Remove top-level copied field `files`
Closed this issue · 9 comments
During the index/reindex runtime, the Dataset ingest_metadata.files
field gets copied to a top-level filed files
. Recently we've come across some datasets that contain a large number of ingest_metadata.files
(the Dataset field ingest_metadata
gets renamed to metadata
during index runtime) entries (fbf3af732f53b00f20a9ecc1ecc3c52b
for instance, the payload size 2MB).
Such duplicates have caused:
- bigger response json payload (> 10MB)
- longer search query execution and reindex time
We should remove the original one and only keep the copied version.
@lchoy @john-conroy @NickAkhmetov @bherr2 will this change affect any of your UI handlings?
Having the files at the top level of the doc would break our UI and require some work in the portal-ui
.
We read from metadata.files. Does this affect that?

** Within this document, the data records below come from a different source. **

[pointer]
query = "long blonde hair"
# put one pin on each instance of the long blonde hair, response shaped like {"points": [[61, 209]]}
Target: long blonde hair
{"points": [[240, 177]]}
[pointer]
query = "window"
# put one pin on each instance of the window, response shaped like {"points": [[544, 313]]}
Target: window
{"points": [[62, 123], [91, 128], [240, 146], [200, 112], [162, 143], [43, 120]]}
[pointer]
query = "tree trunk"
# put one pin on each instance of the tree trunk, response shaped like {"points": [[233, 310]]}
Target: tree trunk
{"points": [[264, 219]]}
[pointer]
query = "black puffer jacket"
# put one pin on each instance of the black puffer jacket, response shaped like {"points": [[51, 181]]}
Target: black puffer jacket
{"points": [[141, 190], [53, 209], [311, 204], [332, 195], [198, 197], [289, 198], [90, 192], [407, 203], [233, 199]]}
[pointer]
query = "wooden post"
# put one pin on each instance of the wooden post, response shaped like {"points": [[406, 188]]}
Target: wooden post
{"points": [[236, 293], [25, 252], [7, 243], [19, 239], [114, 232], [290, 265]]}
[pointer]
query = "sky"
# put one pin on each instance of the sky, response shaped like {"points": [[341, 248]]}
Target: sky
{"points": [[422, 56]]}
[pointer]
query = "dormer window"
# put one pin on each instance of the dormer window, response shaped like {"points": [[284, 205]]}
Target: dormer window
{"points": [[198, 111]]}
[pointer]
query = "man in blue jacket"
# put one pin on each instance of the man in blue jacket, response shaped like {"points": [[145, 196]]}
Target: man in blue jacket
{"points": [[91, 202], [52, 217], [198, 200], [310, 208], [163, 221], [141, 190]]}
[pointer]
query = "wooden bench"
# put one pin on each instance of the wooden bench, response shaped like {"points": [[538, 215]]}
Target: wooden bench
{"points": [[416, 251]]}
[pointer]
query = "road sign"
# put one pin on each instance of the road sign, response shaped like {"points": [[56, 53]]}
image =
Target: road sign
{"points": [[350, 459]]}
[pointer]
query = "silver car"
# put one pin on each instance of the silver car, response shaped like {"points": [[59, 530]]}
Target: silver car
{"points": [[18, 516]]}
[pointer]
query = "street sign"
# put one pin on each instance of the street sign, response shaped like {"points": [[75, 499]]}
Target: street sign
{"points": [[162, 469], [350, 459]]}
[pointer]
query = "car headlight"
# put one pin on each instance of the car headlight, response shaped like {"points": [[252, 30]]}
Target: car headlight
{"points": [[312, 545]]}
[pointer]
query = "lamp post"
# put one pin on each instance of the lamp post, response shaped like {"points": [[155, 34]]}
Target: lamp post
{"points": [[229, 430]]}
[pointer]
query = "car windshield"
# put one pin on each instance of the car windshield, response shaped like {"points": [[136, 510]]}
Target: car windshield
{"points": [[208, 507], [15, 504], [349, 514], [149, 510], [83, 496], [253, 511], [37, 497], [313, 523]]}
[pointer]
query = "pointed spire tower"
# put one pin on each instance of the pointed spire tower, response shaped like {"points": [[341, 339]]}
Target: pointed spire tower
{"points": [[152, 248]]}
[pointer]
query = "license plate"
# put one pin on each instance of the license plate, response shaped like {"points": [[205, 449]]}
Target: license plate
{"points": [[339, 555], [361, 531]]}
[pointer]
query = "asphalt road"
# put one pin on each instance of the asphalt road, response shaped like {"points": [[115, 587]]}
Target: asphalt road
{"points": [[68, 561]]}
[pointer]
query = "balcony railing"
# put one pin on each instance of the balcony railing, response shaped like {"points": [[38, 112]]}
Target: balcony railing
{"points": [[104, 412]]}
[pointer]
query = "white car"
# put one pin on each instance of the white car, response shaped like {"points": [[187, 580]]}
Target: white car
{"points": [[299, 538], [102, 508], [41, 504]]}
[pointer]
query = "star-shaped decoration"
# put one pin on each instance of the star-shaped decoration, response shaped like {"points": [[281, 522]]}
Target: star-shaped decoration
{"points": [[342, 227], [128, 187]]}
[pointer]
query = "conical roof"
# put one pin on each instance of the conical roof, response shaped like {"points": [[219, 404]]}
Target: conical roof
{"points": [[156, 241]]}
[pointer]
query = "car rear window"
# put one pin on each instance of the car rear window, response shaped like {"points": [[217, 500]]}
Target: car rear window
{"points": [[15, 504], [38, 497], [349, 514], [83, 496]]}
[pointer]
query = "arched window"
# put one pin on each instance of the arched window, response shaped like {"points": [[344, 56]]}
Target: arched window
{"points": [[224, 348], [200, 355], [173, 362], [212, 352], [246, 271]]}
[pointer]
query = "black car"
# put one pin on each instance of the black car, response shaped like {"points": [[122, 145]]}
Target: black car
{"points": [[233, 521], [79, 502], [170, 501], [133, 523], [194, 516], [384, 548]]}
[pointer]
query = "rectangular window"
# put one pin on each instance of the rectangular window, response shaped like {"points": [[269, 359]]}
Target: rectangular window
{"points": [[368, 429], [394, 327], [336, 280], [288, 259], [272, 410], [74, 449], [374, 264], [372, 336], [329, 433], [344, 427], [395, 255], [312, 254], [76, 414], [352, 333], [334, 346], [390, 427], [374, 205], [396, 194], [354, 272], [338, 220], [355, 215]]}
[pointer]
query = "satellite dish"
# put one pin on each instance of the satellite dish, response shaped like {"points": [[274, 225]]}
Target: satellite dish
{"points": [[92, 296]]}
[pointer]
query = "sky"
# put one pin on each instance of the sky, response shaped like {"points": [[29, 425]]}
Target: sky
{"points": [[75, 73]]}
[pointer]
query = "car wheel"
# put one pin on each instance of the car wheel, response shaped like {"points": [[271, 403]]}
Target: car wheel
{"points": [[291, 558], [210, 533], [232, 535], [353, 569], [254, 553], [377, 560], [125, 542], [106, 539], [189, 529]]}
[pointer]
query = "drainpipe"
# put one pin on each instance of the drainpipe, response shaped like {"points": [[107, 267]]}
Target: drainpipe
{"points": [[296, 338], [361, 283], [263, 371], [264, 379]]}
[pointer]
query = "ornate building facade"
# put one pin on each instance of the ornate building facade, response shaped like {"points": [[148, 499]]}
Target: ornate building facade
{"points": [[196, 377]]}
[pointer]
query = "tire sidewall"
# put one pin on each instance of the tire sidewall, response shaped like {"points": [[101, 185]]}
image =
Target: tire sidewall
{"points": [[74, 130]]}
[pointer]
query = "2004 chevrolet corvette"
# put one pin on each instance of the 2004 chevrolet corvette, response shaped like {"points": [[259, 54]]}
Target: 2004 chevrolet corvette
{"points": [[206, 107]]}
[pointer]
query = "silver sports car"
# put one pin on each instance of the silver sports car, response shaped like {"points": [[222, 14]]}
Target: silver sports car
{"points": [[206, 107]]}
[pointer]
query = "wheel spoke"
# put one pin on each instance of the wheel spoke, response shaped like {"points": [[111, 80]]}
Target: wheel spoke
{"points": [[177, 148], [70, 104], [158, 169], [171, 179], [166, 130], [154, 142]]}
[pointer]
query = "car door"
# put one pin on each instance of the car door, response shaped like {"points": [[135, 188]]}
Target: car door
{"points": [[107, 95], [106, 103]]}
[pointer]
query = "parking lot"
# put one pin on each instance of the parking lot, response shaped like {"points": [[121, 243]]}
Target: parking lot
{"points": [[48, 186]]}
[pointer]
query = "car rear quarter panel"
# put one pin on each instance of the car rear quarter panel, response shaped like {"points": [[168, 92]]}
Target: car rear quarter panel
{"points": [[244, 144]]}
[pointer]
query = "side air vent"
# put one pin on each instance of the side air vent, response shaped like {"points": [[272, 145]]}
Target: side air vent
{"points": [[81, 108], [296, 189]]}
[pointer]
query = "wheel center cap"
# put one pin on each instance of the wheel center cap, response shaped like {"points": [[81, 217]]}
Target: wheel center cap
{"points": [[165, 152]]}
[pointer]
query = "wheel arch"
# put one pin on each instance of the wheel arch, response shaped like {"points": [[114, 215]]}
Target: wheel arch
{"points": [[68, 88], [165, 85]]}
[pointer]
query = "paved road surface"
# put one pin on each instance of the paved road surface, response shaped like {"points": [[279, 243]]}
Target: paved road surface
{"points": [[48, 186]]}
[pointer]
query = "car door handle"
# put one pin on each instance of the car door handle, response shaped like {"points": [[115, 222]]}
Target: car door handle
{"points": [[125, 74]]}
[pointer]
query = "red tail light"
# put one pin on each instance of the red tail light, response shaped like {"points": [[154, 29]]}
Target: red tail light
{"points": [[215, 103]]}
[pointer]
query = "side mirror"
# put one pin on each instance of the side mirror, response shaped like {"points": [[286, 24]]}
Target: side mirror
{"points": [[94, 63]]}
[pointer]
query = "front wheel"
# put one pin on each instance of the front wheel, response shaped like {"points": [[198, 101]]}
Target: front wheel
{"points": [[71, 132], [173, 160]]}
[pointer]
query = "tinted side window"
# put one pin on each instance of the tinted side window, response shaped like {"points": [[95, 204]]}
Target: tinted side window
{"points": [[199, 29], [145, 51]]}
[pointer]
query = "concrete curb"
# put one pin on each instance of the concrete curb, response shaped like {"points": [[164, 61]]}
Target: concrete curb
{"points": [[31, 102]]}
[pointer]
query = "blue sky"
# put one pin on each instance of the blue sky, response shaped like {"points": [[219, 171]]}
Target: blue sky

PS. Here are the fields we query for / use: https://github.com/hubmapconsortium/ccf-ui/blob/main/projects/ccf-database/src/lib/xconsortia/xconsortia-data-import.ts#L17-L38
@john-conroy @bherr2 does this mean the portal-ui
and ccf-ui
are not consuming the top-level files
(copied from metadata.files
) at all?
On ccf-ui
side, that's correct.
@bherr2 @john-conroy if you are sure you don't use the top-level files
field, we'll plan to remove it, is that fine with you?
There will be additional upcoming changes to the Dataset metadata.files
and metadata.metadata
in the near future. We'll discuss and come up with a plan.
Fine by me
I'll have to look through our repos before I can fully confirm.
Closing this issue, will handle this separately.